I saw you, if only momentarily. It was a brief, curious glance as I was sitting in the third row on my way to the old town. I stared and watched you as you took out your phone to check the time. You were only on the tram for a few minutes, enough for me to feel like I knew you. I didn’t stare because I could see you out of the corner of my eye, and that was enough to notice the little details. I fell in love with you for those few minutes, a short, fleeting love that took all of the air out of my lungs and made me rethink every decision I’ve ever made.
You were wearing dark blue jeans, almost black in color, and a well worn black blazer. Casual, but fancy, you were probably on your way home from work, maybe to your girlfriend. She was probably waiting at the door with a kiss, dinner on the table. You probably loved her, maybe she was even your fiancé.
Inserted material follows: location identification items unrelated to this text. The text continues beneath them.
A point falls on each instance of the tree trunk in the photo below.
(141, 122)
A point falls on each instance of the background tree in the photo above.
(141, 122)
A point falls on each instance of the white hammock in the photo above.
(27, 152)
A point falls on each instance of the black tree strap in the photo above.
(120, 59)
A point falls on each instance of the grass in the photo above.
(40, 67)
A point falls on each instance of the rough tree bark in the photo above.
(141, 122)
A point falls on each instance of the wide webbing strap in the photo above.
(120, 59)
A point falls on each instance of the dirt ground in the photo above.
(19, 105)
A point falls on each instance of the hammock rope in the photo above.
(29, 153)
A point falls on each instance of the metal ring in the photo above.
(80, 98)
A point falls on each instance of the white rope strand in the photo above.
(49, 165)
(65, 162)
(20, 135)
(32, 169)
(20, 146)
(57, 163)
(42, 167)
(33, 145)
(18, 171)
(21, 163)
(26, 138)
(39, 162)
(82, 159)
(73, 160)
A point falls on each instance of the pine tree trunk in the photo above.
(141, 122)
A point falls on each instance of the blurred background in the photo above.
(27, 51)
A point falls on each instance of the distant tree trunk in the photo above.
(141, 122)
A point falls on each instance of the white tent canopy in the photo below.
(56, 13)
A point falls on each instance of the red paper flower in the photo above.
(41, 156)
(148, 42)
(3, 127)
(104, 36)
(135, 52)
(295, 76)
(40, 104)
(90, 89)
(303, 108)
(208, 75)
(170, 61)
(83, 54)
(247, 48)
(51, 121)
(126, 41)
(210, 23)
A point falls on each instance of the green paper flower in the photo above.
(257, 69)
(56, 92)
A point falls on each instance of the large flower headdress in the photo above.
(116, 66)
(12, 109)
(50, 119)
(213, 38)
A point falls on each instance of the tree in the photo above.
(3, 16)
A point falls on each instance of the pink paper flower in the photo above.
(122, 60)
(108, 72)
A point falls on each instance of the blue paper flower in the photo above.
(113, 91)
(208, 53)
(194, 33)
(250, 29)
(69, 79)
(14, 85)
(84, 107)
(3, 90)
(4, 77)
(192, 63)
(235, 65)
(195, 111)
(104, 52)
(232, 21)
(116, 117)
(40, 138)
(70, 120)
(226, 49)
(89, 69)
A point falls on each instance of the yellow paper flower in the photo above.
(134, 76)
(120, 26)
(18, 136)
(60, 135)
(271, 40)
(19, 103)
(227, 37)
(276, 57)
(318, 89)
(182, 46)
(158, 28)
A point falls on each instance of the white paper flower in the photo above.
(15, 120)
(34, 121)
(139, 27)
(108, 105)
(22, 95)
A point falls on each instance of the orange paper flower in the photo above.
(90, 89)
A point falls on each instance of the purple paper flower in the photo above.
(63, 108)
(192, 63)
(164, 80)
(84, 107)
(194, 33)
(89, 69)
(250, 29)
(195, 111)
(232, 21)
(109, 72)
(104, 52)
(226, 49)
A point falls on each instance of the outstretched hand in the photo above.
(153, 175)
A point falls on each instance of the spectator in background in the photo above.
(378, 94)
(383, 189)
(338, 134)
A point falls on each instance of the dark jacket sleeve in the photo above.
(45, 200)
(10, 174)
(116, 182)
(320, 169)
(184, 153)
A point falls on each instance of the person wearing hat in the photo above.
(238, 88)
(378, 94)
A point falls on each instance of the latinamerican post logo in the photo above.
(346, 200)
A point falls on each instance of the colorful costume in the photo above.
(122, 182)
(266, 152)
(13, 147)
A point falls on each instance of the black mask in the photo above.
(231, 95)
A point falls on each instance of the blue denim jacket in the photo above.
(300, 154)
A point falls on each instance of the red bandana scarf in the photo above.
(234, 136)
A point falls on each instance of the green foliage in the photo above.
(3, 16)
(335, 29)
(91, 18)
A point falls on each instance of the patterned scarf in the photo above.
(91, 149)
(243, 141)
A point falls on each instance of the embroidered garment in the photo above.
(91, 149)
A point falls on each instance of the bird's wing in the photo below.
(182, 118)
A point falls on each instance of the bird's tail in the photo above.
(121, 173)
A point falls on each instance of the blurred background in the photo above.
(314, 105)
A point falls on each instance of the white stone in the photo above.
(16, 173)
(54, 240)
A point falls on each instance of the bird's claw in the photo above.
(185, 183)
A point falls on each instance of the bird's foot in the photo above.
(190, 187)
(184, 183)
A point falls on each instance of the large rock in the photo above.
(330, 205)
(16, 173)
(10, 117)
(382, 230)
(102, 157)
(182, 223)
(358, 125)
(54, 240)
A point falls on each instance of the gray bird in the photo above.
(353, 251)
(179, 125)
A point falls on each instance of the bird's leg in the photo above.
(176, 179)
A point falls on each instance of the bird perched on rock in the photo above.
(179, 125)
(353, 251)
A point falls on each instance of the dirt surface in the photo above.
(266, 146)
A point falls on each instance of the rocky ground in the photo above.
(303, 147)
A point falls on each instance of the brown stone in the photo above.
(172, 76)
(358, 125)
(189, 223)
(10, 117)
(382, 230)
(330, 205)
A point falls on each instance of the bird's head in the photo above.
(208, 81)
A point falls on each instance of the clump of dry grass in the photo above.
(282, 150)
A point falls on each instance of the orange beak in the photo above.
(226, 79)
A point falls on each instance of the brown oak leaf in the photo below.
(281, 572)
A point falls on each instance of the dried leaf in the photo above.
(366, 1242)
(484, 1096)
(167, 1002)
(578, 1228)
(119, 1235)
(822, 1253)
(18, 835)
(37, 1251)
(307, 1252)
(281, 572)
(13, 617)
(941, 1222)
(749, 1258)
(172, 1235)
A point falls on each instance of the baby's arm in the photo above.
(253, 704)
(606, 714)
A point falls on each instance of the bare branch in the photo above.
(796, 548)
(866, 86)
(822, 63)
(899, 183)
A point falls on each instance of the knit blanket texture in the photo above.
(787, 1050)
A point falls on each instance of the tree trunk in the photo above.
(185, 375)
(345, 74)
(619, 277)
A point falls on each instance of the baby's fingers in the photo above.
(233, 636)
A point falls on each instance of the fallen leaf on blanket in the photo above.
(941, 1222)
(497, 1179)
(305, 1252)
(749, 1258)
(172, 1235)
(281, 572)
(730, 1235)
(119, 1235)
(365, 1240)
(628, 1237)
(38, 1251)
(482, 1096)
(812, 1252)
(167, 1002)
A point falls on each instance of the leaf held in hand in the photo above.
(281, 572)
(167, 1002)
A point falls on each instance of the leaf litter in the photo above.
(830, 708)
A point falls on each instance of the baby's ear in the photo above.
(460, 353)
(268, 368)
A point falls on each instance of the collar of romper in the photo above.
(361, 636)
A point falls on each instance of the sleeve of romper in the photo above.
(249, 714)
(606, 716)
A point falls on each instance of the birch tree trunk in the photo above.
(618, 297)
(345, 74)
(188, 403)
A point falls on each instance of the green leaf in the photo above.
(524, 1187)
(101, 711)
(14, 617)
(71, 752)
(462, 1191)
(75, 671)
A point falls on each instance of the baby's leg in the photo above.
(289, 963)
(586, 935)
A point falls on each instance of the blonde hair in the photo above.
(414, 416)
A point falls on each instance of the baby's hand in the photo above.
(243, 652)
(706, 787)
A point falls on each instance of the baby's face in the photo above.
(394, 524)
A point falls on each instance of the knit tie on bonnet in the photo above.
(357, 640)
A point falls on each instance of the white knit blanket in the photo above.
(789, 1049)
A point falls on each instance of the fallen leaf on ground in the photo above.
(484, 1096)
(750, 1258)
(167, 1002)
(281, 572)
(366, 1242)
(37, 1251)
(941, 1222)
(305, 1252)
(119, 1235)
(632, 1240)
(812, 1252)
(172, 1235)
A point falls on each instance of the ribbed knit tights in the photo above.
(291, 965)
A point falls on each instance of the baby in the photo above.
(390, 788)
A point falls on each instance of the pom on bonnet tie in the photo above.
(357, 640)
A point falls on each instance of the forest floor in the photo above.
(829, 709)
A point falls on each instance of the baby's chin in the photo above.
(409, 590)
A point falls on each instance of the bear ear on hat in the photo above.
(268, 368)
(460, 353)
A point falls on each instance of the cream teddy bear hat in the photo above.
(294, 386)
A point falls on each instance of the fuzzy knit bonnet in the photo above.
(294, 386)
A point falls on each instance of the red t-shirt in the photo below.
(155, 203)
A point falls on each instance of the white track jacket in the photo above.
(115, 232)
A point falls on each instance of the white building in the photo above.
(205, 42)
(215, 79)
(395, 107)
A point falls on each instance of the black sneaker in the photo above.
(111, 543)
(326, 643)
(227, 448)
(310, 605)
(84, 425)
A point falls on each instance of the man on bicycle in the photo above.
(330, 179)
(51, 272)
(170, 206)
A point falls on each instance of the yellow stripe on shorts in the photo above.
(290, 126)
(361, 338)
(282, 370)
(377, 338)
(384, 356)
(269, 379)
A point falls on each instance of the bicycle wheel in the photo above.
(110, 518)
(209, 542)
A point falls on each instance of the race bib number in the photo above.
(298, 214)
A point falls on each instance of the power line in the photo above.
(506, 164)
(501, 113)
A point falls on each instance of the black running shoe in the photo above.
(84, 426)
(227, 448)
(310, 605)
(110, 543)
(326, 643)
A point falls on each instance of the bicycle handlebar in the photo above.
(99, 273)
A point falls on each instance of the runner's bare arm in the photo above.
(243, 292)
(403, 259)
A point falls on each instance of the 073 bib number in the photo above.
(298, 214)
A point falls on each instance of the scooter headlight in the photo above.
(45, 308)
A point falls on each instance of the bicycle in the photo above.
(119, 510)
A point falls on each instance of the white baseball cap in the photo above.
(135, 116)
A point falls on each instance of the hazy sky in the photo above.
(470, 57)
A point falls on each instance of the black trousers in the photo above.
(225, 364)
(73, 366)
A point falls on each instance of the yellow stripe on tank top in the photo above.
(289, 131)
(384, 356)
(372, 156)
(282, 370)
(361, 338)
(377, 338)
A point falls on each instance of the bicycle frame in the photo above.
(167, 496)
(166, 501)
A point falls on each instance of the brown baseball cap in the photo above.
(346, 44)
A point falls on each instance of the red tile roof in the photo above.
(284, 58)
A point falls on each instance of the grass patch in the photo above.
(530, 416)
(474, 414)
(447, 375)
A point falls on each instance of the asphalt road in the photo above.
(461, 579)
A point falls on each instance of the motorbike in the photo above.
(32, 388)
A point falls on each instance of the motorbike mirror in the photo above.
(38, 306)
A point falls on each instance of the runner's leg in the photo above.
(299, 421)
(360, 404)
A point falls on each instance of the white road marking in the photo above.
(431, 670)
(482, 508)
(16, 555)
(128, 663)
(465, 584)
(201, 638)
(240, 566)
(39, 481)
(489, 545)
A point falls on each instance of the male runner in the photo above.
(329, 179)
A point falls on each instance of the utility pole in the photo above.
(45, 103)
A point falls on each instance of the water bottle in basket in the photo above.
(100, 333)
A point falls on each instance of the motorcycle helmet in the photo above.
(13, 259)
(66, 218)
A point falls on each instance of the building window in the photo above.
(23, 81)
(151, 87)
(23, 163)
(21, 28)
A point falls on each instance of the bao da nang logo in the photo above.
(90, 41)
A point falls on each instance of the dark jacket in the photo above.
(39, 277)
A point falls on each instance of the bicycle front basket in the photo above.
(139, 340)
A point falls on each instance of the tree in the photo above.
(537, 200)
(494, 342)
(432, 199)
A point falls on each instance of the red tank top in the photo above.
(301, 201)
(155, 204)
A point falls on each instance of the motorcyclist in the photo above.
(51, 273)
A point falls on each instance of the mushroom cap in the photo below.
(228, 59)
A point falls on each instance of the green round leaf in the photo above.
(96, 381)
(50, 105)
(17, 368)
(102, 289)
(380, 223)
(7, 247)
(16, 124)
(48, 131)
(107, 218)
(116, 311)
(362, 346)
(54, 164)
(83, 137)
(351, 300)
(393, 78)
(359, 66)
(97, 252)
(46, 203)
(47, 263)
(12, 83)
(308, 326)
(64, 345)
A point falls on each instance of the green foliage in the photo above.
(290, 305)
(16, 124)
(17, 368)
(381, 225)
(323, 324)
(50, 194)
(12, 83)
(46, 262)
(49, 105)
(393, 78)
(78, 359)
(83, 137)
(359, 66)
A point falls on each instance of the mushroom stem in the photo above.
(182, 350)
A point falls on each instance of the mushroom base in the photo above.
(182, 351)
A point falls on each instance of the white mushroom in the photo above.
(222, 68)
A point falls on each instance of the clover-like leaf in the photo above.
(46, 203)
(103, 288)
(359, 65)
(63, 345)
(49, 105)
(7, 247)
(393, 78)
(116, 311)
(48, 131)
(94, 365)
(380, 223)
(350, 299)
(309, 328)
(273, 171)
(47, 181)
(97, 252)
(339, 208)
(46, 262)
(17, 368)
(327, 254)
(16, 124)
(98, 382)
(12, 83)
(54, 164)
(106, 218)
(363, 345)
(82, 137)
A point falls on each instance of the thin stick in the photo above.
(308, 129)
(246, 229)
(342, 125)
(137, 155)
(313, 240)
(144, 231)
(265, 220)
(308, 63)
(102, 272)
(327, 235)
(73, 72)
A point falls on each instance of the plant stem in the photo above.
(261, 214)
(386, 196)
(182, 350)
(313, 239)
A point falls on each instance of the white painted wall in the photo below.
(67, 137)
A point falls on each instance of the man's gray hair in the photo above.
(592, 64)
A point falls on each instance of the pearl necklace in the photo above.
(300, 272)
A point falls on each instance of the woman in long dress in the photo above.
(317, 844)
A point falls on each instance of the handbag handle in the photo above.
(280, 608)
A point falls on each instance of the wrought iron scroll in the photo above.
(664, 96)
Yet, here I was falling in love with a stranger who had his own separate life, his own separate world, on the other side of the globe from my home back in the states.
My month in Krakow was short-lived, with the affection I felt for you in those few minutes even more momentary. The second you stepped out those sliding metal doors I thought about saying something, although the fear of rejection stopped me. I sunk into my seat as the tram doors slammed shut, the sound of them being almost explosive. Maybe I wasn’t in love with you. It could have been that I loved being in love, and feeling something so powerful and passionate that I had to pause my day in order to continue. Emotion controlled me then, but also set me free.